Advocates for both renewables and the ‘energy-only’ market model often point to greater use of smarter energy grids with more opportunity for demand response, in which users can offer to reduce consumption for a fee. While this must surely form part of the future of electricity, it may have more limited use during winter shortages, when reducing consumption has more serious implications than simply turning down the air con. The other rapidly emerging option is the development of large-scale energy storage technologies, but again, the Texas event represents a formidable task for this approach. Delivering several days of unusually high demand would require an enormous quantity of stored energy – potentially in a long-term form such as hydrogen – as well as enough excess generation beforehand to build up supplies.

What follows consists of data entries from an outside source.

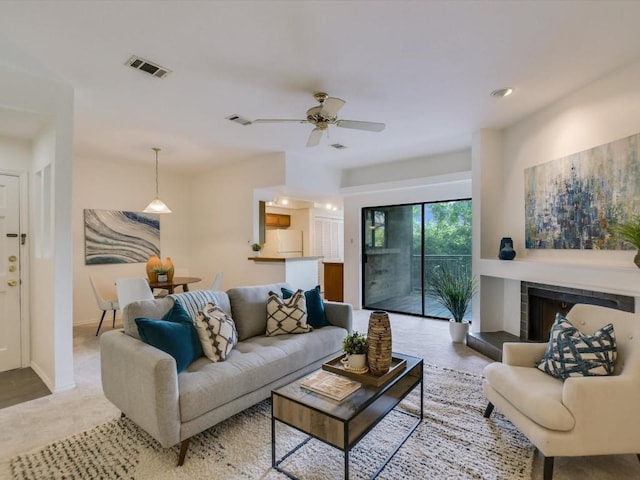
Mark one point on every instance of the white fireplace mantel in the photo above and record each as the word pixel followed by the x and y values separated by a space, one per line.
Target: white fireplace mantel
pixel 622 280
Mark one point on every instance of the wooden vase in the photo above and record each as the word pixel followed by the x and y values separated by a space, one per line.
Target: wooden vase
pixel 153 262
pixel 168 263
pixel 379 338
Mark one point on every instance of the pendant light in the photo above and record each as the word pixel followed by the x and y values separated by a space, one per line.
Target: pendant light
pixel 156 205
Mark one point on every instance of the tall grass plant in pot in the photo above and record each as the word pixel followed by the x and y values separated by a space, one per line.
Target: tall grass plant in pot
pixel 630 232
pixel 453 289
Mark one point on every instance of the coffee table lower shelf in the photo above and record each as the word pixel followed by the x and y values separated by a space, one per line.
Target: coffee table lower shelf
pixel 341 426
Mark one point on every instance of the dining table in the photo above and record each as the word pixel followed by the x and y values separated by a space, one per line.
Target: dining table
pixel 171 285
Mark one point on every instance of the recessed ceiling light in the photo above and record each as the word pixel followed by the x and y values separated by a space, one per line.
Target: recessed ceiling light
pixel 238 119
pixel 502 92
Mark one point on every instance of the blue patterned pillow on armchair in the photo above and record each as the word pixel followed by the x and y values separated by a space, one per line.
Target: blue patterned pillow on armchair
pixel 571 353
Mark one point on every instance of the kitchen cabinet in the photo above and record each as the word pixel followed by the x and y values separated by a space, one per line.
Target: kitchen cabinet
pixel 277 220
pixel 333 281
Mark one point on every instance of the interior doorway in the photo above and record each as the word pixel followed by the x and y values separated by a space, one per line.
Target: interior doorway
pixel 401 247
pixel 10 277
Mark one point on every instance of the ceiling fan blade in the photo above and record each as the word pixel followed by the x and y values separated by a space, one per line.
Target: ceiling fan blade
pixel 359 125
pixel 314 138
pixel 279 120
pixel 330 107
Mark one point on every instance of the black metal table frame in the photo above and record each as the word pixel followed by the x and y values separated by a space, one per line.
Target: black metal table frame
pixel 275 463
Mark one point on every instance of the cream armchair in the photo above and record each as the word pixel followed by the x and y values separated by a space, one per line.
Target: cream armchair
pixel 578 416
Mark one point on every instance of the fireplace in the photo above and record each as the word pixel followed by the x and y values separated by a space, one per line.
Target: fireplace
pixel 539 304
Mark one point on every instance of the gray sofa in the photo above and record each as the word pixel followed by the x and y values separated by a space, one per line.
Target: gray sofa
pixel 142 381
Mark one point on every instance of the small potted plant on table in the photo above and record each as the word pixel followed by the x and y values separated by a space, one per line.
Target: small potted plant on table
pixel 355 347
pixel 162 272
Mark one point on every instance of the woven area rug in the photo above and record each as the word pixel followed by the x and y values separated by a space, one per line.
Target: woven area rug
pixel 454 441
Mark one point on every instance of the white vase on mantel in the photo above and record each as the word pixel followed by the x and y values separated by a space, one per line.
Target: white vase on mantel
pixel 458 331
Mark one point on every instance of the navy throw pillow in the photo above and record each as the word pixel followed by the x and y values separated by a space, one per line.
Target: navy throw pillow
pixel 179 314
pixel 315 306
pixel 174 334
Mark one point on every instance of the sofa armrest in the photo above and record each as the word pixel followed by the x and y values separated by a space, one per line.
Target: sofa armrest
pixel 339 314
pixel 605 408
pixel 522 354
pixel 142 381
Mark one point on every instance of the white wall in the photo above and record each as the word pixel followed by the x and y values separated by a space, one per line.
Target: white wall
pixel 602 112
pixel 224 220
pixel 15 154
pixel 107 185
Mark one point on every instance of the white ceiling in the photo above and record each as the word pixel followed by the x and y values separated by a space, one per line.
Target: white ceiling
pixel 425 68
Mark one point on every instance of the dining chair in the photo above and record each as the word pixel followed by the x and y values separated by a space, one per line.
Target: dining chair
pixel 217 282
pixel 106 296
pixel 132 289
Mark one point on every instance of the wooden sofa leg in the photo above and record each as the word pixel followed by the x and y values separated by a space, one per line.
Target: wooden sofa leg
pixel 548 468
pixel 184 446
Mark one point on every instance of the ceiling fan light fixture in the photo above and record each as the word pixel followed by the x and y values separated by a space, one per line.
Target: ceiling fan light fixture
pixel 156 205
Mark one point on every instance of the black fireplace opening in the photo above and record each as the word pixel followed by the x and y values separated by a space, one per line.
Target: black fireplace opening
pixel 540 303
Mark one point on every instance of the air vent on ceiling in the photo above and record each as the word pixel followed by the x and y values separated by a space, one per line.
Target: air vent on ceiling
pixel 238 119
pixel 147 66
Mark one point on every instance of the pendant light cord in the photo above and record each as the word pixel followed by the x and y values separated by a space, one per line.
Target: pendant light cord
pixel 156 149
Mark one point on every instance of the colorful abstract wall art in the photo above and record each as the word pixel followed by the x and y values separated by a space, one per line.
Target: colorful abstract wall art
pixel 571 202
pixel 113 236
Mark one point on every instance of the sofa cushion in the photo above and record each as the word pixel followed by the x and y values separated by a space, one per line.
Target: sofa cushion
pixel 570 353
pixel 143 308
pixel 287 316
pixel 536 395
pixel 217 332
pixel 252 364
pixel 249 308
pixel 316 316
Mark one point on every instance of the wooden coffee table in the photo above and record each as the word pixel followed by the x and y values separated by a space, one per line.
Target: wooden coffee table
pixel 343 425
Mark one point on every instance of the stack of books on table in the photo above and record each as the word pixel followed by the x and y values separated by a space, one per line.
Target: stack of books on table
pixel 332 386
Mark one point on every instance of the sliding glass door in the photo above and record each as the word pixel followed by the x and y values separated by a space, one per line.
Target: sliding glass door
pixel 401 247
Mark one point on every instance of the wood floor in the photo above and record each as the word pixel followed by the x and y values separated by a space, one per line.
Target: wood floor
pixel 20 385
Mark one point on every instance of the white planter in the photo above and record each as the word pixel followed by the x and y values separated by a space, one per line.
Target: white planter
pixel 458 331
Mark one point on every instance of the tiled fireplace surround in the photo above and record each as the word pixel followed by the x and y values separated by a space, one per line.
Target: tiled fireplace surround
pixel 540 302
pixel 543 300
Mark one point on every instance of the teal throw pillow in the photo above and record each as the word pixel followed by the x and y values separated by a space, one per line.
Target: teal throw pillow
pixel 174 334
pixel 316 316
pixel 172 338
pixel 179 314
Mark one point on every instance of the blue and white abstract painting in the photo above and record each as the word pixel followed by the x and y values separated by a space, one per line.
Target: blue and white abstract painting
pixel 114 236
pixel 571 202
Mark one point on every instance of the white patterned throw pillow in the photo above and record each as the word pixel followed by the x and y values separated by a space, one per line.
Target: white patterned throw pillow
pixel 287 316
pixel 217 332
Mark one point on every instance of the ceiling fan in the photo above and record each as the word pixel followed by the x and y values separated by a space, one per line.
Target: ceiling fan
pixel 324 115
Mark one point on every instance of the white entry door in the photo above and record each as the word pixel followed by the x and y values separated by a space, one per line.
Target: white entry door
pixel 10 352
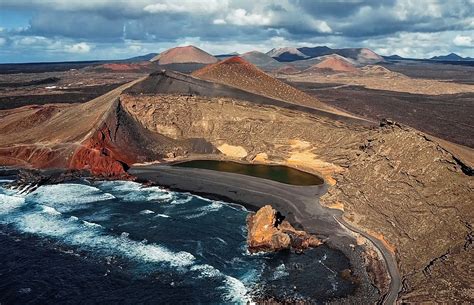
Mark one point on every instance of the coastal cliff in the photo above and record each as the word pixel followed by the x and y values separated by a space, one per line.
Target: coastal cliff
pixel 268 231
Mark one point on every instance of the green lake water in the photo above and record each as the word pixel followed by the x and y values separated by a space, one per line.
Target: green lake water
pixel 278 173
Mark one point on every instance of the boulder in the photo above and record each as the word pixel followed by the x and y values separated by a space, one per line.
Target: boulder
pixel 268 231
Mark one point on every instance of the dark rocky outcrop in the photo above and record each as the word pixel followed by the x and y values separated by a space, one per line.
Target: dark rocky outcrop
pixel 267 231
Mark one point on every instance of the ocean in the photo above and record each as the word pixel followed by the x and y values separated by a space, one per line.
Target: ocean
pixel 119 242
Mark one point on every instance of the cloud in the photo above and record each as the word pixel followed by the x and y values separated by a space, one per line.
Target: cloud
pixel 463 41
pixel 117 29
pixel 81 47
pixel 186 6
pixel 242 17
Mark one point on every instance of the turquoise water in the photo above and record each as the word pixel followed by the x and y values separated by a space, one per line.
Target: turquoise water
pixel 118 242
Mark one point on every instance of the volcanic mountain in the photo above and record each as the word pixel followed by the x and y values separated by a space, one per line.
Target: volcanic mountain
pixel 238 73
pixel 361 55
pixel 98 136
pixel 385 186
pixel 180 55
pixel 336 63
pixel 287 69
pixel 260 59
pixel 286 54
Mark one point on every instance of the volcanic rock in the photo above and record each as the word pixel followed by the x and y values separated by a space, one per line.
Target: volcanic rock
pixel 286 54
pixel 188 54
pixel 237 72
pixel 287 69
pixel 267 231
pixel 336 63
pixel 260 59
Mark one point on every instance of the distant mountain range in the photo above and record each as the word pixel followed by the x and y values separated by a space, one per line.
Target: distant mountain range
pixel 145 57
pixel 361 55
pixel 451 57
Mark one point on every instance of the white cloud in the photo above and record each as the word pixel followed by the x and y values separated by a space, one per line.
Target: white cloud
pixel 219 21
pixel 462 41
pixel 186 6
pixel 81 47
pixel 242 17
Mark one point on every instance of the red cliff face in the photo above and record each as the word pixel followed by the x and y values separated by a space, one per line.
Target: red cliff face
pixel 98 155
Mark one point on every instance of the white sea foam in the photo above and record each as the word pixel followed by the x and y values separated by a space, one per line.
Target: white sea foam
pixel 67 197
pixel 236 292
pixel 133 192
pixel 204 210
pixel 182 200
pixel 146 212
pixel 92 224
pixel 50 210
pixel 280 272
pixel 75 232
pixel 9 202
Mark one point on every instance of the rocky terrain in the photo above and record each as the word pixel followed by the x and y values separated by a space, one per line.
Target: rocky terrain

So, the Texas crisis is perhaps a warning that we are a long way from being able to entirely dispense with conventional power plants. It has also raised some fundamental questions over how much risk we are willing to accept with our electricity supply, how much we are willing to pay to minimise that risk, and whether we trust existing markets to deliver the best compromise. On paper, the ‘one day of blackout in ten years’ level of assurance used by many grid operators sounds manageable, but a serious system failure in the depths of a cold winter may have consequences which society deems unacceptable at any price. As power grids undergo a rapid evolution to more dynamic, less predictable systems with much more weather-dependent generation, these questions will only become harder to address.